Strategic Communications and Marketing News Bureau

Grant to fund program examining childhood obesity

Preventing obesity in children is the focus of a new UI program funded by a $4.5 million federal grant.

A five-year $4.5 million USDA grant to UI researchers will establish the Illinois Transdisciplinary Obesity Prevention Program, an innovative research-based program that will combine a Ph.D. with a master’s in public health degree focused on child obesity prevention. Clockwise from bottom right: I-TOPP director Sharon Donovan, the Melissa M. Noel Professor in the department of food science and human nutrition; along with I-TOPP associate directors: Barbara Fiese, director of the UI’s Family Resiliency Center; David Buchner, the Shahid and Ann Carlson Khan Professor in Applied Health Sciences and director of the MPH program; and Rodney Johnson, professor of animal sciences and director of the Division of Nutritional Sciences.

A five-year $4.5 million USDA grant to UI researchers will establish the Illinois Transdisciplinary Obesity Prevention Program, an innovative research-based program that will combine a Ph.D. with a master’s in public health degree focused on child obesity prevention. Clockwise from bottom right: I-TOPP director Sharon Donovan, the Melissa M. Noel Professor in the department of food science and human nutrition; along with I-TOPP associate directors: Barbara Fiese, director of the UI’s Family Resiliency Center; David Buchner, the Shahid and Ann Carlson Khan Professor in Applied Health Sciences and director of the MPH program; and Rodney Johnson, professor of animal sciences and director of the Division of Nutritional Sciences.

The five-year grant, from the U.S. Department of Agriculture, establishes the Illinois Transdisciplinary Obesity Prevention Program, or I-TOPP. The program will combine a doctoral degree with a master’s in public health.

“This exciting new program allows us to develop novel hypotheses and approaches as researchers come together from their individual areas of expertise to solve the problem of child obesity,” said Sharon Donovan, the Melissa M. Noel Professor in the department of food science and human nutrition and director of the new program.

Students will be taught to think broadly about child obesity, because research has shown that no single approach adequately addresses the problem, Donovan said.

“By combining training in research and public health interventions, these students will be uniquely qualified to develop, implement and evaluate programs targeting childhood obesity prevention,” Donovan said.

Graduates will use research and public health practice skills to address one of the nation’s most urgent public health problems, said David Buchner, an associate director of the program and the head of the UI master’s in public health program.

The new degree will integrate research in nutrition, child development and family studies, physical activity, public health science and practice, economics, practices in child care centers, and the effects of media. Students will develop and test transdisciplinary interventions to prevent childhood obesity, Donovan said.

I-TOPP will build on transdisciplinary projects in the UI Synergistic Theory and Research on Obesity and Nutrition Group, which looks at how genes, family, community, child care providers, culture, and media contribute to childhood obesity.

Faculty members will help I-TOPP students create research programs, said Barbara Fiese, an associate director of the program.

“They’ll learn to ask the kinds of questions and think in ways that we haven’t been trained to do,” said Fiese, the director of the UI’s Family Resiliency Center and holder of the Pampered Chef Ltd. Endowed Chair in Family Resiliency.
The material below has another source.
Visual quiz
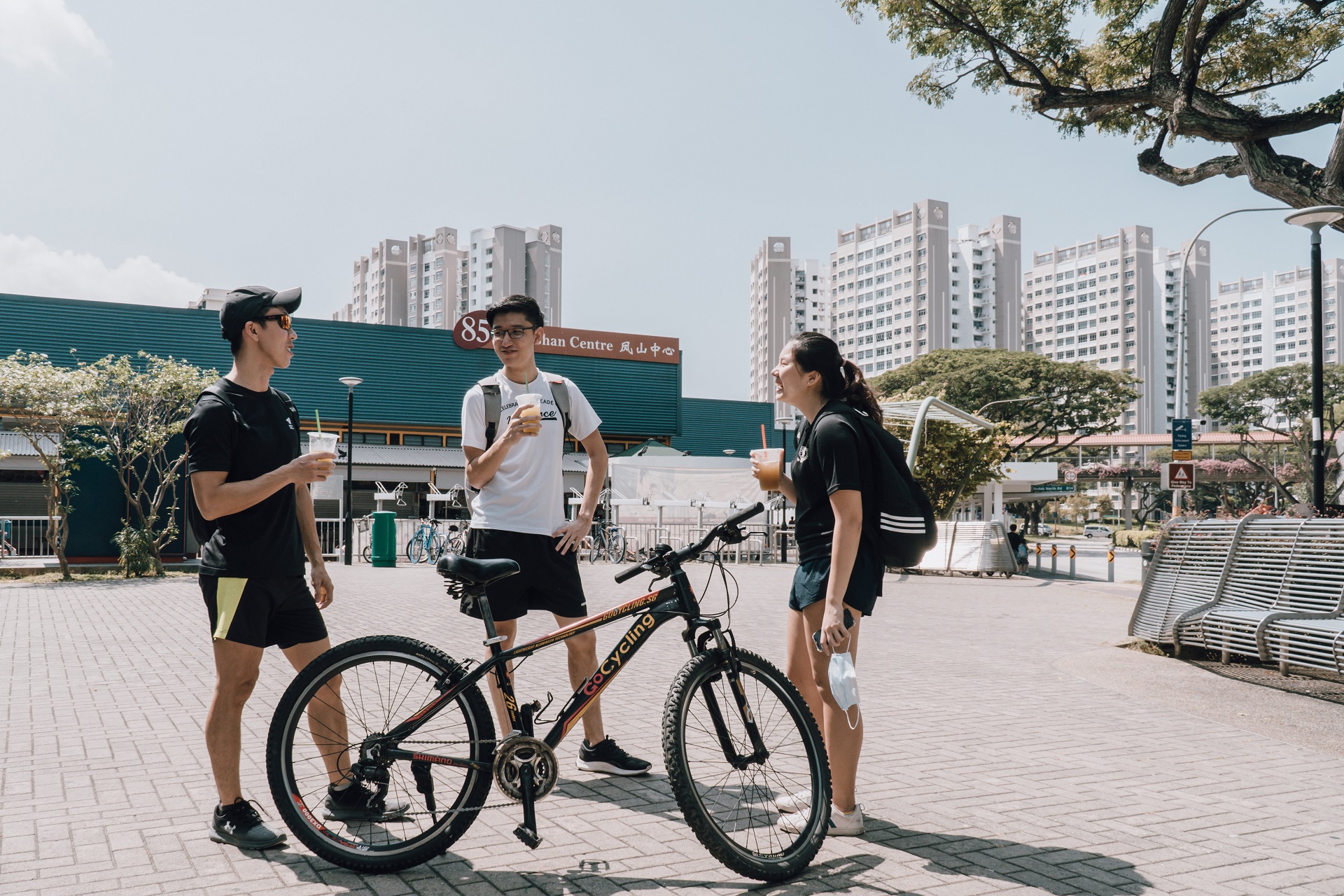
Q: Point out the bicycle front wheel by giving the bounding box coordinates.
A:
[663,650,831,881]
[266,636,495,873]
Fiese said that her generation of scientists has had to teach themselves to become good transdisciplinary collaborators. Because I-TOPP will have a strong evaluation component, the scientists will learn whether this kind of collaboration can be taught.
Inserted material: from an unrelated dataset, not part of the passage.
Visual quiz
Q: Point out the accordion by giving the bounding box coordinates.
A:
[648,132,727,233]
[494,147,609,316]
“At the end of the students’ graduate program, we will be assessing these students, comparing them to students who have received just the MPH and Ph.D. degrees to see how successful we’ve been in helping our I-TOPP scholars to achieve this broader, more transdisciplinary view,” Donovan said.
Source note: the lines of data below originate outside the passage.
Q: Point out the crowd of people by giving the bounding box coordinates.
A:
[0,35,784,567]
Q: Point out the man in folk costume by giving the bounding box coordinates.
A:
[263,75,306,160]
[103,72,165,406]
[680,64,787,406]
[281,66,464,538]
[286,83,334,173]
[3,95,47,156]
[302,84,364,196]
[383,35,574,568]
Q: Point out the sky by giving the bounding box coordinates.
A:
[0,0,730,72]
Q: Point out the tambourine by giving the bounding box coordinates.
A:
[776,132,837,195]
The program will be administered in the UI Division of Nutritional Sciences, a pioneer in modeling transdisciplinary education, said Rodney Johnson, the director of the division and an associate director of I-TOPP.

“This new program is consistent with DNS goals,” Johnson said. “It is what we are about.”

The program will create courses, develop a seminar series, host an annual conference, and, through a lecture series, promote cross-disciplinary interactions among UI faculty members and international leaders.

I-TOPP students will receive a stipend, tuition assistance, and research and travel funds, Donovan said.